Stafford Street down to Great Western Street
As I recall not many of the houses had electricity most still relied on Gas mantles, but the majority had the benefit of radio, with the service at that time from Rediffusion.
This large imposing Victorian residence is the Lodging House, recalled by Christine on the top left corner of Herbert Street and Stafford Street. One of the few surviving houses that were scattered around the parish of St Marys catering for itinerant Irish Catholic workers.
I remember with great affection, Mrs Hayward the lady who managed the lodging house who resided there with daughter Rosie and son Jimmy, a nicer family you couldn’t wish to meet.

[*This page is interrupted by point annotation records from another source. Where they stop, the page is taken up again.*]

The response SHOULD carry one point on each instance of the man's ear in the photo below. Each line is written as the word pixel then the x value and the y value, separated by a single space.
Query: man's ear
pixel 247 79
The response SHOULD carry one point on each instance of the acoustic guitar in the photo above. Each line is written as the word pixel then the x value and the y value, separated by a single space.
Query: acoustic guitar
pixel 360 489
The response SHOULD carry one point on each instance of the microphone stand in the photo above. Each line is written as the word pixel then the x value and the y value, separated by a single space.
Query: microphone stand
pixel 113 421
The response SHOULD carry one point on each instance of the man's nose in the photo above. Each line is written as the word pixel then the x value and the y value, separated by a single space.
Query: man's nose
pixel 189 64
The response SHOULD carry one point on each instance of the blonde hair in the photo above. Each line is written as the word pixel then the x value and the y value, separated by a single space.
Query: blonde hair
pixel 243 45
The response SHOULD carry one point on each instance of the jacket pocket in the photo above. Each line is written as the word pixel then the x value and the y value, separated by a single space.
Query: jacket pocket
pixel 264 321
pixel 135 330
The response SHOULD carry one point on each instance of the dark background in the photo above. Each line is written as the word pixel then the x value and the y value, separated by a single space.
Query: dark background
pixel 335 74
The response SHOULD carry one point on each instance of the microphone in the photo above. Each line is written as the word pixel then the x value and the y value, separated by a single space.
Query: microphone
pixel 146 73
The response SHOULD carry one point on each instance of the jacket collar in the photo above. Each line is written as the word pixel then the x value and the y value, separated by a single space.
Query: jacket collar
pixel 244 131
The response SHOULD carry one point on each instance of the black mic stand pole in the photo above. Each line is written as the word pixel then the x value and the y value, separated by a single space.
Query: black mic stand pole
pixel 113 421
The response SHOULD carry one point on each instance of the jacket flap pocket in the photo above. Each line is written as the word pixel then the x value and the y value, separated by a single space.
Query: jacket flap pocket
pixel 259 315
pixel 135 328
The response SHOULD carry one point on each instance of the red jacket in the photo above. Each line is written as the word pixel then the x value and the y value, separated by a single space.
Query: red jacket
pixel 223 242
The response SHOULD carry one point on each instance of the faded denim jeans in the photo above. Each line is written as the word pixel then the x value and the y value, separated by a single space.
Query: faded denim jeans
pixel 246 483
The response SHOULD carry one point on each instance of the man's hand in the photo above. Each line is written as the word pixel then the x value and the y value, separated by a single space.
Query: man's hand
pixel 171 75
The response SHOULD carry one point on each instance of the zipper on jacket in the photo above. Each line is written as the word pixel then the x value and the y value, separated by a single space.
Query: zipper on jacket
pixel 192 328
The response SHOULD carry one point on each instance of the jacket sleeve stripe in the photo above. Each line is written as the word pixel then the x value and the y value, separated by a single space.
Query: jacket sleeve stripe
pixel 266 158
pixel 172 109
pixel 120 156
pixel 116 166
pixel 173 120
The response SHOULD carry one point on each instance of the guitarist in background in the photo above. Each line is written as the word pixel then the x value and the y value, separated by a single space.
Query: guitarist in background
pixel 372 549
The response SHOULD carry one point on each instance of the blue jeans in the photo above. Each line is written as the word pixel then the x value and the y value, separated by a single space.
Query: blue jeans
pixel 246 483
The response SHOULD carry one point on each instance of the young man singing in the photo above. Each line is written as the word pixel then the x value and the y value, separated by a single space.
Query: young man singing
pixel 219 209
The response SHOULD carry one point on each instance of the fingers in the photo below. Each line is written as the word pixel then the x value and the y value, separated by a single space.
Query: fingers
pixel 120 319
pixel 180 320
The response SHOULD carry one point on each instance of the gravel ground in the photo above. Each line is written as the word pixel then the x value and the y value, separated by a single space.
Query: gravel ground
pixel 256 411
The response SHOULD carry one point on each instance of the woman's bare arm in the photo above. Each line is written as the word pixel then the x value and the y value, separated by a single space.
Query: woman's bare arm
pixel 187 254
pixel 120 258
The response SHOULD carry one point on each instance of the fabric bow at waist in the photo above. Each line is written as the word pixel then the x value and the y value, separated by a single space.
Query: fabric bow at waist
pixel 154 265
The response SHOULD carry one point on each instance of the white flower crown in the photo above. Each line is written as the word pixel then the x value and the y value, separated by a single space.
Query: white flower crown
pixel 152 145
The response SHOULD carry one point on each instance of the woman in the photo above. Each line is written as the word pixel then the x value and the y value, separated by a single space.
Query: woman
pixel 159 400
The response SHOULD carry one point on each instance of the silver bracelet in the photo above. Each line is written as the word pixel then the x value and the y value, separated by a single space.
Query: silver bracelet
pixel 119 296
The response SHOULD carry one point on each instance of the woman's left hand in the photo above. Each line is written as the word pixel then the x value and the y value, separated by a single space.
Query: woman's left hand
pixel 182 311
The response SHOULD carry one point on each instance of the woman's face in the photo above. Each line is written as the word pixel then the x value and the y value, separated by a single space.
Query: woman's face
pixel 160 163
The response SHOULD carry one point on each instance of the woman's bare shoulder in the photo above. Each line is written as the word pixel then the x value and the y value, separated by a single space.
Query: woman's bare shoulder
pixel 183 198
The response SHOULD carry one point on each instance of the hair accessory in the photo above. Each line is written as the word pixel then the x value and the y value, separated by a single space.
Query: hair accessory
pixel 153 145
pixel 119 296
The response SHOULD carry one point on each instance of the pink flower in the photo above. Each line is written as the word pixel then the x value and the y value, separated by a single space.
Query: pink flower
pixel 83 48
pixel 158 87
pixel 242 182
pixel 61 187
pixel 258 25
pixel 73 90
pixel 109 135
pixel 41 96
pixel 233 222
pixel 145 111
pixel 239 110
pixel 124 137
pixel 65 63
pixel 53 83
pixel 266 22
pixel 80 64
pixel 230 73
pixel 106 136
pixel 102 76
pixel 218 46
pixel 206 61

Herbert Street at one time had houses on both sides of the Street, but here in the 1950′s only the left side has survived. Now these few houses down to where it joined Great Western Street have yards at the rear, which still back on to the old Russells Brewery.

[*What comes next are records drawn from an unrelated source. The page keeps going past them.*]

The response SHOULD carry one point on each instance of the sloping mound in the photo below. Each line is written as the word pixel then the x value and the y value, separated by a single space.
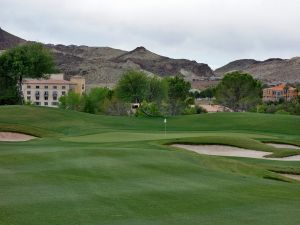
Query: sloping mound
pixel 12 136
pixel 223 150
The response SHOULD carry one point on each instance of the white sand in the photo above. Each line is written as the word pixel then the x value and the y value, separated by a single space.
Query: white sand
pixel 283 146
pixel 223 150
pixel 11 136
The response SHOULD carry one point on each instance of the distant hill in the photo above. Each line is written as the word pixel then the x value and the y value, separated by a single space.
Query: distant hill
pixel 8 40
pixel 104 66
pixel 285 70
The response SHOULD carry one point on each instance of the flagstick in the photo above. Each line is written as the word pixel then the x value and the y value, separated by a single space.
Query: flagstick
pixel 165 122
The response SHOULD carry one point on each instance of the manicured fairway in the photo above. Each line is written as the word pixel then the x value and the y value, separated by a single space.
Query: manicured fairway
pixel 88 169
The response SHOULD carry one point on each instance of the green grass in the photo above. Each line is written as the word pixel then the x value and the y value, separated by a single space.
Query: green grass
pixel 92 169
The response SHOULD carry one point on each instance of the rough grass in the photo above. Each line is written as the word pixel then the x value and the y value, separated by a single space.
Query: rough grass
pixel 91 169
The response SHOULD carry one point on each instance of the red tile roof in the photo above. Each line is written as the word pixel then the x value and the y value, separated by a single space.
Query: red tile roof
pixel 280 87
pixel 46 81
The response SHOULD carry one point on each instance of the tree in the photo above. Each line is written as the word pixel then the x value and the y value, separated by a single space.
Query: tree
pixel 133 87
pixel 158 90
pixel 72 101
pixel 286 89
pixel 207 93
pixel 178 92
pixel 94 101
pixel 239 91
pixel 25 61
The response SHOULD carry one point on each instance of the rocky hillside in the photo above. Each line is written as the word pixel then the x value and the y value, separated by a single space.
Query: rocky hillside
pixel 284 70
pixel 104 66
pixel 8 40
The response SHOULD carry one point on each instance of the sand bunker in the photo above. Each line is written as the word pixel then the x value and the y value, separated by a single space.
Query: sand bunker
pixel 11 136
pixel 283 146
pixel 222 150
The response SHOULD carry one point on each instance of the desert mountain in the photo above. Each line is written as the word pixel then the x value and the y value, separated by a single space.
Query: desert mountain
pixel 8 40
pixel 284 70
pixel 104 66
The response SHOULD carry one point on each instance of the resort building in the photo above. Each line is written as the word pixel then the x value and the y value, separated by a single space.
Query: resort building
pixel 281 91
pixel 46 92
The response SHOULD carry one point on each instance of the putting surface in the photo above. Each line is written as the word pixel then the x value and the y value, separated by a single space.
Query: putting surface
pixel 89 169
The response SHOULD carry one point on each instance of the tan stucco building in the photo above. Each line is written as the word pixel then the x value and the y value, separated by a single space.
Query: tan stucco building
pixel 46 92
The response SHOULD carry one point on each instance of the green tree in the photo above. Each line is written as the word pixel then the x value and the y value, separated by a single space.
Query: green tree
pixel 178 92
pixel 207 93
pixel 25 61
pixel 239 91
pixel 158 90
pixel 133 87
pixel 94 101
pixel 72 101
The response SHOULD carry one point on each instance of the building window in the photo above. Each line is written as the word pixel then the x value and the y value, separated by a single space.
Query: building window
pixel 46 94
pixel 37 95
pixel 54 95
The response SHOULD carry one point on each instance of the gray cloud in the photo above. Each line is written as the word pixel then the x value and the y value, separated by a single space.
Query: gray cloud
pixel 210 31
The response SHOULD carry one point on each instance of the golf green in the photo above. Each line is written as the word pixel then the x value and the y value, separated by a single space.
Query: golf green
pixel 93 169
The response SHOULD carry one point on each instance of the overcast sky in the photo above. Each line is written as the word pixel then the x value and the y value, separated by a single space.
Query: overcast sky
pixel 210 31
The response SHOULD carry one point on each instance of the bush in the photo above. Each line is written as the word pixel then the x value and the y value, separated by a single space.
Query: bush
pixel 116 107
pixel 148 109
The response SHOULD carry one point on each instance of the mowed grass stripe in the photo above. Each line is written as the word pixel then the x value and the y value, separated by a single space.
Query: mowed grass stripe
pixel 52 181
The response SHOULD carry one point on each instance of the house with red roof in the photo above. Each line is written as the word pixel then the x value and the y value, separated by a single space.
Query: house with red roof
pixel 282 91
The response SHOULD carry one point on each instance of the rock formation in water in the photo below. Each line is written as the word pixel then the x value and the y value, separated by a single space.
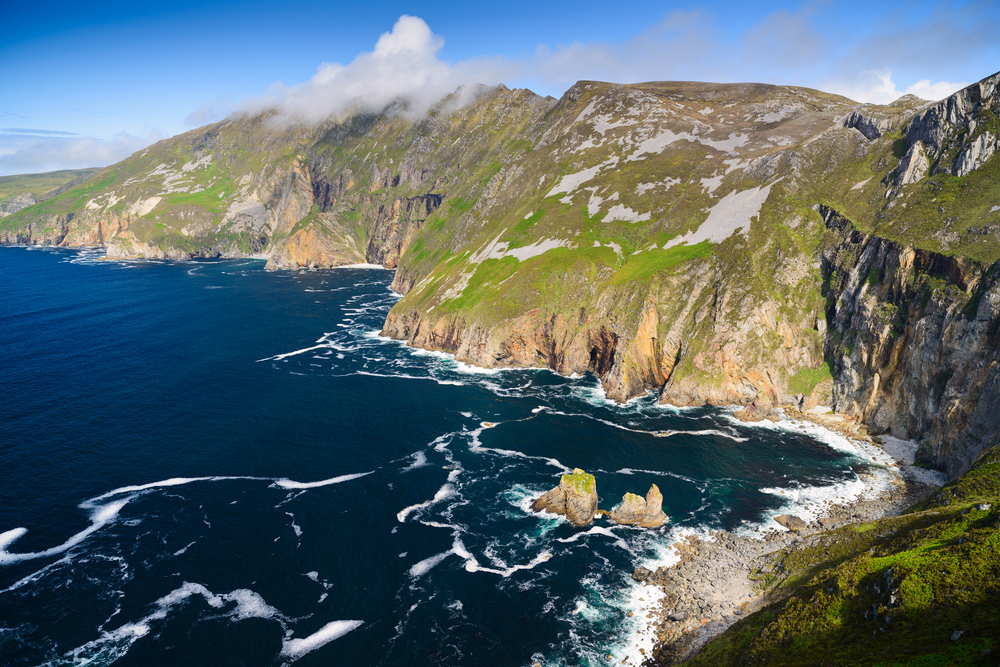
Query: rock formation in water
pixel 646 512
pixel 575 498
pixel 718 243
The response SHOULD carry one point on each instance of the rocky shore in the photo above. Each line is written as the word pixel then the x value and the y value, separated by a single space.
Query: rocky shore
pixel 719 579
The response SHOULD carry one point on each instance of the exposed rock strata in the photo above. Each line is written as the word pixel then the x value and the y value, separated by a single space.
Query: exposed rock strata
pixel 575 498
pixel 646 512
pixel 914 343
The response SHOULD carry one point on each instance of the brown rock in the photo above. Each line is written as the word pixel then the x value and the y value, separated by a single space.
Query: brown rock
pixel 647 512
pixel 791 522
pixel 575 498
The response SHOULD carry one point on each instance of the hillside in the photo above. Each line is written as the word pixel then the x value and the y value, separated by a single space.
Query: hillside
pixel 23 190
pixel 718 243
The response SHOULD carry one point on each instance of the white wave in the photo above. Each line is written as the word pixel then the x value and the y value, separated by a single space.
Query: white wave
pixel 289 484
pixel 419 461
pixel 446 491
pixel 114 644
pixel 296 648
pixel 472 564
pixel 596 530
pixel 173 481
pixel 707 431
pixel 184 550
pixel 101 516
pixel 423 567
pixel 362 266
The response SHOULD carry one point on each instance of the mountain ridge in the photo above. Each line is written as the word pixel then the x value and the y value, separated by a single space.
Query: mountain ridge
pixel 667 236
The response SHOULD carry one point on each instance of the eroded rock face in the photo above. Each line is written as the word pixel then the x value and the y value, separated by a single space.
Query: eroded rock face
pixel 646 512
pixel 575 498
pixel 791 522
pixel 914 348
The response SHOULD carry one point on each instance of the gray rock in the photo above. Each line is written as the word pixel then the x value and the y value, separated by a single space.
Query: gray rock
pixel 791 522
pixel 975 154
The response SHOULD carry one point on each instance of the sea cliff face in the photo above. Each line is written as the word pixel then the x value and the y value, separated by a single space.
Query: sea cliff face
pixel 689 239
pixel 914 343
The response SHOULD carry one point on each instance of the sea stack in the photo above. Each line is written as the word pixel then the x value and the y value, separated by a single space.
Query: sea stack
pixel 575 498
pixel 634 509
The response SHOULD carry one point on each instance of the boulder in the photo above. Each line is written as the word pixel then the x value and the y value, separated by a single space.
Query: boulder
pixel 791 522
pixel 634 509
pixel 575 498
pixel 757 411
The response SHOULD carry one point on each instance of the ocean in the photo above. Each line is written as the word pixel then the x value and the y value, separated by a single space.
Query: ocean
pixel 205 463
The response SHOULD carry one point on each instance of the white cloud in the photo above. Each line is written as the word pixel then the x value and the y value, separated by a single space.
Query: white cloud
pixel 804 47
pixel 27 154
pixel 877 87
pixel 404 64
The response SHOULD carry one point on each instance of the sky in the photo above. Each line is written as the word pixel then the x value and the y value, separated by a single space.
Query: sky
pixel 87 84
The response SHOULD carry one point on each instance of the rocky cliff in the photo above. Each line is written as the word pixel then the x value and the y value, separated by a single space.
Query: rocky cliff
pixel 716 243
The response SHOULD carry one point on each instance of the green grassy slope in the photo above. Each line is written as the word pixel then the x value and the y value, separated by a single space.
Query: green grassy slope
pixel 889 592
pixel 39 184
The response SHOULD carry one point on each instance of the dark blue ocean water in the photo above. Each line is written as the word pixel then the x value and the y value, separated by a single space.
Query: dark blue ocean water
pixel 204 463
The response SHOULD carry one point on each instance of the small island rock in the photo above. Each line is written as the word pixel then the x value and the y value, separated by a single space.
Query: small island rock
pixel 575 498
pixel 791 522
pixel 647 512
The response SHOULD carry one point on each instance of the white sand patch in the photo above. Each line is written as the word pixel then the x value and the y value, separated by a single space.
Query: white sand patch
pixel 614 246
pixel 711 184
pixel 905 453
pixel 657 143
pixel 735 140
pixel 667 183
pixel 247 212
pixel 780 113
pixel 734 163
pixel 197 164
pixel 570 182
pixel 730 215
pixel 586 112
pixel 537 248
pixel 625 214
pixel 144 206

Russells Brewery whose former main entrance was in great Western Street closed in the 1930′s and the business taken over by William Butler’s and production absorbed into their Springfield Brewery, in Grimstone Street.
At the bottom of Herbert Street on the on the east side of the adjoining Great Western Street, was an eight foot high Wall, with a sixteen foot drop on the other side. This wall ran the whole length of Great Western Street and backed on to the Great Western Railway Goods Station and Yard. This yard now belongs to Carvers Builders Merchants.
On the south side of Herbert Street there were many Victorian dwellings, including the Great Western Inn, that housed at least four dozen families for many years.
They were demolished around 1929, along with old Faulkland Street and its many courts The few Council Houses in the now modern Faulkland Crescent, replaced them leaving an area of waste ground in front which is now ‘Faulkland Street Coach Station’.
Looking across the waste ground from Herbert Street at the demise of the remainder of Faulkland Street in the mid 1950′s, we can see Harriet Edwards grocers and the adjoining property on the corner of St Mary’s Crescent, the two lone survivors from the Victorian era.
Over the next fifteen years, Stafford Street will be made ready for the arrival of the Ring Road and for the Wolverhampton University redevelopment. This created several plots of waste ground scattered around the area, which Pat Collins took the opportunity to use as sites to host his annual Fairground attractions.
Now this one is just for you Christine, your late Uncle and my good friend Jimmy. He was twelve months younger than me and we both went to St Josephs Catholic Senior School. We continued to be the best of friends until I went to do my National Service, after which we unfortunately lost contact, a consequence I have regretted to this day.
Everyone I knew had nothing but admiration for Jim, he excelled at everything he did. Football was just one of the many sports he received the highest honors for. He was Captain of the School team and also Wolverhampton boys in the 1950′s and was no mean swimmer at that time too.
At the top of Herbert Street what was once Attwoods Garage is now Kwikfit, and what was once the lodging house site is now the Maltings.
I hope looking at these pictures triggers a few happy memories for you Christine.